Out with the old, in with the new?
A recent study by Brannon and colleagues (2016) out of the Moseman-Valtierra Lab aimed to compare ye olde gas chromatograph (Shimadzu GC-2014) with the newer technologies of a cavity ring down spectroscopy (CRDS) gas analyzer (Picarro, Model G2508) and an off-axis integrated cavity output spectroscopy (OA-ICOS) analyzer (Los Gatos Research, Model N2O/CO) in a coastal marsh.
Coastal ecosystems have considerable carbon storage capabilities, but unlike peatlands, their terrestrial counterparts, coastal wetlands have minimal methane (CH4) and (N2O) emissions. That being said, these greenhouse gas (GHG) fluxes can have large spatial and temporal variability due natural (tidal and diel cycles, temperature changes, flood gradients) and anthropogenic events (ie: nutrient loading), which can promote emissions of both CH4 and N2O in quantities sufficient enough to offset portions of CO2 uptake. This highlights the importance for having in situ, continuous measurements for these gas species in order to get a better picture of the GHG dynamics occurring in these coastal ecosystems.
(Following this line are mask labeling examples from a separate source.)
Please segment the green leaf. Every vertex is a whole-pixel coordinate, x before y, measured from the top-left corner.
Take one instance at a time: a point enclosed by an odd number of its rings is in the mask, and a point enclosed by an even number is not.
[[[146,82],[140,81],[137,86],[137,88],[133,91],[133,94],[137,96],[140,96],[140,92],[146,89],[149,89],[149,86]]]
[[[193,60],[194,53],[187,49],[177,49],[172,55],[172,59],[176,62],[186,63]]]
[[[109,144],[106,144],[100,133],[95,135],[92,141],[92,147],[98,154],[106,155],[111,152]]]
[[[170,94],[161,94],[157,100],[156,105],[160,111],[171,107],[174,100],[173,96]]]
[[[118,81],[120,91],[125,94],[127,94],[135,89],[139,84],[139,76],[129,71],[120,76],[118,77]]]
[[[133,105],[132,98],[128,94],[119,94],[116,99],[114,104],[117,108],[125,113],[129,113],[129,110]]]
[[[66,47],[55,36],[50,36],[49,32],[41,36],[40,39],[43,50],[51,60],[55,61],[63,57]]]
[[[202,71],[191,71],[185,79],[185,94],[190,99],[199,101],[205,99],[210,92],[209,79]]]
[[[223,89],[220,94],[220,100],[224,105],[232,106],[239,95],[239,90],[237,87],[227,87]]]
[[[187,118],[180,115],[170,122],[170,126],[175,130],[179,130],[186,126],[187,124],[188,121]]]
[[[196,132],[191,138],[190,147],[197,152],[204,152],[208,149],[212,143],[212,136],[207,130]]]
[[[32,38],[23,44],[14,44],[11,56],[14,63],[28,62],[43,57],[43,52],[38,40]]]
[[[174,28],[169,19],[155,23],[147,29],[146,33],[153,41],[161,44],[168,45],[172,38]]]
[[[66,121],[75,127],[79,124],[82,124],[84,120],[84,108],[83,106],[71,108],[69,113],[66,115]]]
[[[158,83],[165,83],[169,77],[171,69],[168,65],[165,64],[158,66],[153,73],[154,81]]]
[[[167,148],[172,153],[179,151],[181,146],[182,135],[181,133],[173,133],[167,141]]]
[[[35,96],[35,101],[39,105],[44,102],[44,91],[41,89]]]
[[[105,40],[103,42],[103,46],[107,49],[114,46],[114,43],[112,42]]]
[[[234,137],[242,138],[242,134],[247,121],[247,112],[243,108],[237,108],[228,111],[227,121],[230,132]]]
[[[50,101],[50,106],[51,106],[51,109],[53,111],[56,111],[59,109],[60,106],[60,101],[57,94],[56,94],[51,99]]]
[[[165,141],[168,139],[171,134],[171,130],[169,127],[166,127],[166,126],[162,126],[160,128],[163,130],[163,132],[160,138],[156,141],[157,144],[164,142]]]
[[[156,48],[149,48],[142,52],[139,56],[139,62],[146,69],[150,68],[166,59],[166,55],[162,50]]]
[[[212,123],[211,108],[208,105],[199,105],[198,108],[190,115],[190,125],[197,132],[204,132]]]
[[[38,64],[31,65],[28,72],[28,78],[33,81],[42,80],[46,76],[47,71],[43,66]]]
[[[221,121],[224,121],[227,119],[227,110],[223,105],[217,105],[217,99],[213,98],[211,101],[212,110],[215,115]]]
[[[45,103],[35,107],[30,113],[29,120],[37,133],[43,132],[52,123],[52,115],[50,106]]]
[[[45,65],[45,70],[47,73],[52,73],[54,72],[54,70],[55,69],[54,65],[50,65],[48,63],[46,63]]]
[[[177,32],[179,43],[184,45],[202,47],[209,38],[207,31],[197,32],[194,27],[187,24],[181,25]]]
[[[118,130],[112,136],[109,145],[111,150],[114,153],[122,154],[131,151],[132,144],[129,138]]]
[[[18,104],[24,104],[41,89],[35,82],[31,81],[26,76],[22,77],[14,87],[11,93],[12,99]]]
Brannon et al. (2016) point out that the few studies that have compared CRDS or OA-ICOS infrared analyzers with GC have been agriculture-based. In order to fill in this gap for coastal ecosystem GHG flux dynamics, they set out to study three specific objectives:
1) Minimum Detection Limits for all (Picarro G2508, LGR analyzer, and Shimadzu GC-2014)
Using linear rates of change in gas concentrations (as per Martin and Moseman-Valtierra 2015), minimum flux detection limits were calculated for all analyzers. The Picarro G2508 had a lower analytical detection limit for all three gases (CO2, CH4, N2O), at 1-3 orders of magnitude lower than the Shimadzu GC-2014, as well as greater precision (see table below).
Sampling from salt marsh mesocosms, the Picarro G2508 was able to consistently detect small CO2 and CH4 fluxes (2 µmol m-2 s-1, and 1 µmol m-2 h-1, respectively), which were below that of the limit of detection of the GC. This finding is corroborated by Christiansen et al. (2015) while sampling soils from forest, wetland and agricultural soils.
The authors state that the majority of CH4 and CO2 fluxes were below the limit of detection for the Shimadzu GC-2014, however it is important to note that longer chamber closure times decreases the discrepancy between the detection limits of the Picarro and GC.
2) Picarro G2508 vs. Shimadzu GC-2014: CO2, CH4, and N2O mesocosm flux comparison
This study used 4-5 minute long chamber closure times, however when using 30 minute closure times the GC’s detection rates increased to 70 µmol N2O per m-2 h-1, which were comparable to those of the Picarro for that time period. It is important to note that longer sampling hours are introduced with longer chamber closure times, such as alterations to gas diffusion gradients, and increased temperatures.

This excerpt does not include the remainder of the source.